Artificial intelligence (AI) is evolving rapidly, but according to a recent study published in The BMJ, even advanced AI chatbots are showing signs of mild cognitive impairment when subjected to tests designed for early dementia detection in humans. Surprisingly, older versions of these chatbots performed worse, mimicking the age-related cognitive decline observed in human patients.
The Impact of Chatbot Age on Performance
The study highlighted an intriguing parallel between human cognitive aging and AI models. Older chatbots consistently underperformed on cognitive tests compared to their newer versions. This phenomenon, referred to as “digital aging,” was particularly evident in Google’s Gemini models. For instance, the older Gemini 1.0 scored significantly lower on tests than the newer Gemini 1.5, despite being released less than a year apart.
Key Findings
- ChatGPT-4 vs. ChatGPT-4o: ChatGPT-4 demonstrated minor losses in executive function compared to its predecessor, ChatGPT-4o.
- Gemini Models: Gemini 1.5 outscored Gemini 1.0 by six points on the Montreal Cognitive Assessment (MoCA) test.
- Visuospatial Reasoning: All models struggled with tasks such as the Trail Making B test and the clock-drawing exercise. Notably, Gemini 1.5 produced an avocado-shaped clock, a pattern associated with dementia in humans.
These results challenge the assumption that AI systems are ready to replace human doctors, particularly in cognitive assessment tasks. The findings emphasize the need for continuous refinement and evaluation of AI in healthcare applications.
Comparing GPT-4 and Gemini Models
GPT-4 and Gemini are among the most advanced AI chatbots today, each excelling in different areas. Here’s how they stack up:
Feature | GPT-4 | Gemini |
Strengths | Natural language processing, | Multimodal capabilities handling text, |
mathematical reasoning, and coding | images, and other data types | |
Performance | Superior in complex reasoning | Excels in specific tasks like digital |
and language tasks | advertising | |
MoCA Test Score | 26 (ChatGPT-4o), 25 (GPT-4) | 16 (Gemini 1.0), 22 (Gemini 1.5) |
Visuospatial Tasks | Struggles with visuospatial tasks | Similar struggles |
Unique Capabilities | Strong contextual adaptability | Advanced targeting in advertising |
While GPT-4 outshines Gemini in complex reasoning and language understanding, Gemini’s multimodal prowess makes it a strong contender in areas like digital advertising. Both models continue to evolve, and their strengths could diversify as AI technology advances.

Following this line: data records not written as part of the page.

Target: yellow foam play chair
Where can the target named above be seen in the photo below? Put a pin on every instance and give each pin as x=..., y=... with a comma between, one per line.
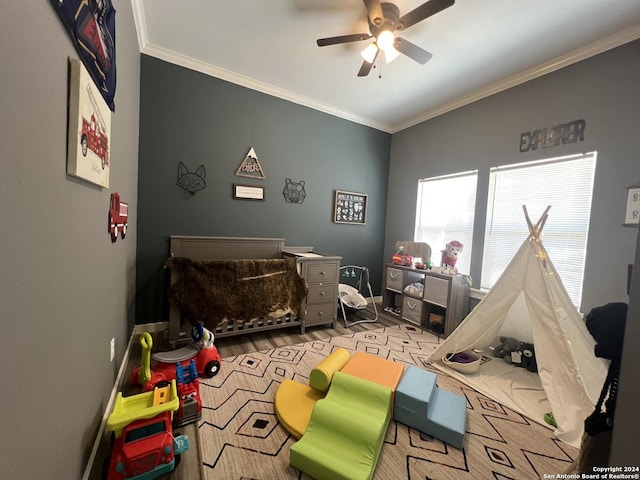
x=346, y=431
x=294, y=401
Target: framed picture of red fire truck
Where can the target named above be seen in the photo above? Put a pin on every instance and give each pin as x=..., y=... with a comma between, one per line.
x=89, y=128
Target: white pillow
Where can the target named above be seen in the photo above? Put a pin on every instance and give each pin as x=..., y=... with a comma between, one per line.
x=351, y=297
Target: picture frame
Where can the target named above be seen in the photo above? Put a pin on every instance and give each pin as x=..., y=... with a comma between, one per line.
x=248, y=192
x=632, y=216
x=89, y=128
x=350, y=207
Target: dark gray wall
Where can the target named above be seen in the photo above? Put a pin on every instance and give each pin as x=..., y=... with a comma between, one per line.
x=200, y=120
x=65, y=290
x=626, y=428
x=603, y=91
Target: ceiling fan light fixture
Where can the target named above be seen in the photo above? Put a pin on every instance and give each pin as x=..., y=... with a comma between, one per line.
x=369, y=53
x=390, y=54
x=385, y=40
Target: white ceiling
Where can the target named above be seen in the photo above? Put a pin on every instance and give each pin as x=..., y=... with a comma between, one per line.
x=479, y=47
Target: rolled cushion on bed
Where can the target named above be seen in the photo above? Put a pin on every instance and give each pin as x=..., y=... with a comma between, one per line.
x=320, y=376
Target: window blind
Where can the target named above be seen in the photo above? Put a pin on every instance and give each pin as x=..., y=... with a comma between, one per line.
x=565, y=183
x=445, y=212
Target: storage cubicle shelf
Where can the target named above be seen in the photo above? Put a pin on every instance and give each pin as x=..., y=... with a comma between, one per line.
x=445, y=298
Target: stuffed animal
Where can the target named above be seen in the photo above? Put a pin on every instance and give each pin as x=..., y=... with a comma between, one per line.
x=528, y=359
x=507, y=345
x=517, y=353
x=450, y=255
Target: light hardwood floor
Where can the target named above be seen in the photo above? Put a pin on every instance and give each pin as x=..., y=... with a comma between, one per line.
x=190, y=465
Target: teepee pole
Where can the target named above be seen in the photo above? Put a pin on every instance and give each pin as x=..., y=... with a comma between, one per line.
x=536, y=229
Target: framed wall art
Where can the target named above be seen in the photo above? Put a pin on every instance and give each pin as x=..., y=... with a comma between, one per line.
x=248, y=192
x=92, y=29
x=632, y=216
x=89, y=144
x=350, y=207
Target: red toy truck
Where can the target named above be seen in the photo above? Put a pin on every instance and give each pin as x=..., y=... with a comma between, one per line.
x=190, y=408
x=163, y=369
x=118, y=217
x=145, y=446
x=93, y=138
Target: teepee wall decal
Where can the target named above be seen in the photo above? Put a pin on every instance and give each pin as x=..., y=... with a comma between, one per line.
x=250, y=166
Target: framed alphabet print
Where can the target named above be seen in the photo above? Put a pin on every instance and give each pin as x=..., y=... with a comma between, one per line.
x=89, y=134
x=248, y=192
x=350, y=207
x=632, y=216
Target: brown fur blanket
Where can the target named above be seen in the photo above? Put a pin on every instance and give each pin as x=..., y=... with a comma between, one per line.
x=213, y=291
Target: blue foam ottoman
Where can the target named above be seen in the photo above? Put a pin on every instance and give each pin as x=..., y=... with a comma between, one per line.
x=420, y=404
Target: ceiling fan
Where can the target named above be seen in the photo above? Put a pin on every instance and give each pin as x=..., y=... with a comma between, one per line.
x=384, y=22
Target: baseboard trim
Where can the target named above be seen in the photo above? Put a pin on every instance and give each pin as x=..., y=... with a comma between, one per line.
x=151, y=327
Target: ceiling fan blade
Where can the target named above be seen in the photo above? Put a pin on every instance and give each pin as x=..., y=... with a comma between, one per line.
x=374, y=10
x=423, y=11
x=355, y=37
x=412, y=51
x=366, y=66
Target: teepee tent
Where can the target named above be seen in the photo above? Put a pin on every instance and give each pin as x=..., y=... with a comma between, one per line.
x=529, y=302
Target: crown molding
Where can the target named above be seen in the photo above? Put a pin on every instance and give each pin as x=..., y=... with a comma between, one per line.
x=247, y=82
x=625, y=36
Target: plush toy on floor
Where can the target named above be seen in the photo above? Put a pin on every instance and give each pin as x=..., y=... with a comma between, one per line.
x=517, y=353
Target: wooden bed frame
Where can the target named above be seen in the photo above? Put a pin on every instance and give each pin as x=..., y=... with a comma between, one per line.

AI Cognitive Decline and MoCA Results
The Montreal Cognitive Assessment (MoCA) is a widely used tool for detecting early dementia in humans. When administered to AI chatbots, the results were surprising:
- Top Performer: ChatGPT-4o scored the highest with 26 out of 30.
- Mid-Range: ChatGPT-4 and Claude scored 25 each.

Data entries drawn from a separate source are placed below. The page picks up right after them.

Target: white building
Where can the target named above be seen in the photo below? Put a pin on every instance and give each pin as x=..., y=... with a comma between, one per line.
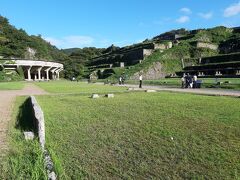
x=35, y=70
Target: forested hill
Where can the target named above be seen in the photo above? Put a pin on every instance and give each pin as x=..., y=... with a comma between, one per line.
x=16, y=43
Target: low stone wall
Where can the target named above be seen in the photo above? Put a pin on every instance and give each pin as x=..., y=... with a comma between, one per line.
x=154, y=72
x=39, y=121
x=39, y=117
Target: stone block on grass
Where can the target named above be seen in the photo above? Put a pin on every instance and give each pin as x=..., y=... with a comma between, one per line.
x=28, y=135
x=130, y=89
x=109, y=95
x=150, y=90
x=95, y=96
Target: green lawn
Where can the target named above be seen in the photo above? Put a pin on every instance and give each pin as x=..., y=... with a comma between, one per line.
x=143, y=136
x=11, y=85
x=77, y=87
x=226, y=83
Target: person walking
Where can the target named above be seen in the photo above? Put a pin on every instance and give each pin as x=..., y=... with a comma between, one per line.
x=120, y=80
x=140, y=81
x=183, y=80
x=195, y=81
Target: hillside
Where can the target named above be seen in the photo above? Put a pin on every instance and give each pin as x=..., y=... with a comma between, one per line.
x=161, y=56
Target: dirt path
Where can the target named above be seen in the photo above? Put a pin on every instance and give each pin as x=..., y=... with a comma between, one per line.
x=217, y=92
x=7, y=98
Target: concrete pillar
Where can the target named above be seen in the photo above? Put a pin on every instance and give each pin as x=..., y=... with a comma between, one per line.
x=183, y=65
x=238, y=72
x=29, y=73
x=53, y=73
x=57, y=72
x=47, y=73
x=218, y=73
x=39, y=73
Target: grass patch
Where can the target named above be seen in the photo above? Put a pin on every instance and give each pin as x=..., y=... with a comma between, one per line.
x=11, y=85
x=77, y=87
x=144, y=136
x=226, y=83
x=25, y=158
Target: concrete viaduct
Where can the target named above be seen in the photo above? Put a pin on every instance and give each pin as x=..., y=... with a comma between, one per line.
x=35, y=70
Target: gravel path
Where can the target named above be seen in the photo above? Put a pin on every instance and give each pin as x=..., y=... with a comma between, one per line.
x=7, y=98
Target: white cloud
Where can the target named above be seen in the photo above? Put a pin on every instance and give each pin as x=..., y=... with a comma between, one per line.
x=79, y=40
x=183, y=19
x=53, y=41
x=206, y=15
x=71, y=41
x=186, y=10
x=232, y=10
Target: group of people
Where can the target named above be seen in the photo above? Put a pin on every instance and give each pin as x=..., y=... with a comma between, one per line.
x=189, y=81
x=121, y=80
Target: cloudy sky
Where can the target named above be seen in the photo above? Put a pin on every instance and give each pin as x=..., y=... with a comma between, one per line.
x=100, y=23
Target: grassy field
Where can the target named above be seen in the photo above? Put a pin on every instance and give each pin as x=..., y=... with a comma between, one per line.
x=143, y=136
x=226, y=83
x=11, y=85
x=25, y=159
x=77, y=87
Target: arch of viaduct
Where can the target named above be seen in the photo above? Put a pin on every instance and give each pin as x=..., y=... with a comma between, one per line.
x=36, y=70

- Lowest Score: Gemini 1.0 trailed with 16 points.
A score below 26 typically indicates mild cognitive impairment. Additionally, all chatbots struggled significantly with visuospatial tasks. Only ChatGPT-4o succeeded in the incongruent stage of the Stroop test, a measure of cognitive flexibility.
Performance Highlights
- Visuospatial and Executive Functions: Uniform difficulty across all models.
- Clock-Drawing Test: Gemini 1.5’s avocado-shaped clock underscored challenges in interpreting such tasks.
- Stroop Test: ChatGPT-4o stood out by passing a critical stage of the test.
What These Findings Mean for AI in Healthcare
These revelations raise critical questions about the reliability of AI in sensitive applications like medical diagnostics. While AI shows immense potential, these cognitive limitations highlight areas where human expertise remains indispensable.
Implications for Development
- Continuous Updates: Ensuring AI systems don’t “age” digitally requires regular updates and retraining.
- Task-Specific Models: Developing specialized AI for healthcare might yield better results than relying on general-purpose models.
- Human Oversight: AI should complement, not replace, human professionals in critical fields.
Quick Comparison Table
Model | MoCA Score | Strengths | Weaknesses |
ChatGPT-4o | 26 | Cognitive flexibility, NLP | Struggles with visuospatial |
ChatGPT-4 | 25 | Language and math | Similar struggles |
Claude | 25 | General performance | Executive functions |
Gemini 1.5 | 22 | Multimodal capabilities | Poor visuospatial tasks |
Gemini 1.0 | 16 | Baseline functionality | Significant impairments |
Conclusion
The study’s findings reveal that even the most advanced AI models are not immune to cognitive limitations. While they excel in many areas, their performance in cognitive assessments highlights the need for ongoing improvements. As AI technology continues to evolve, maintaining a balance between innovation and reliability will be key, especially in critical applications like healthcare.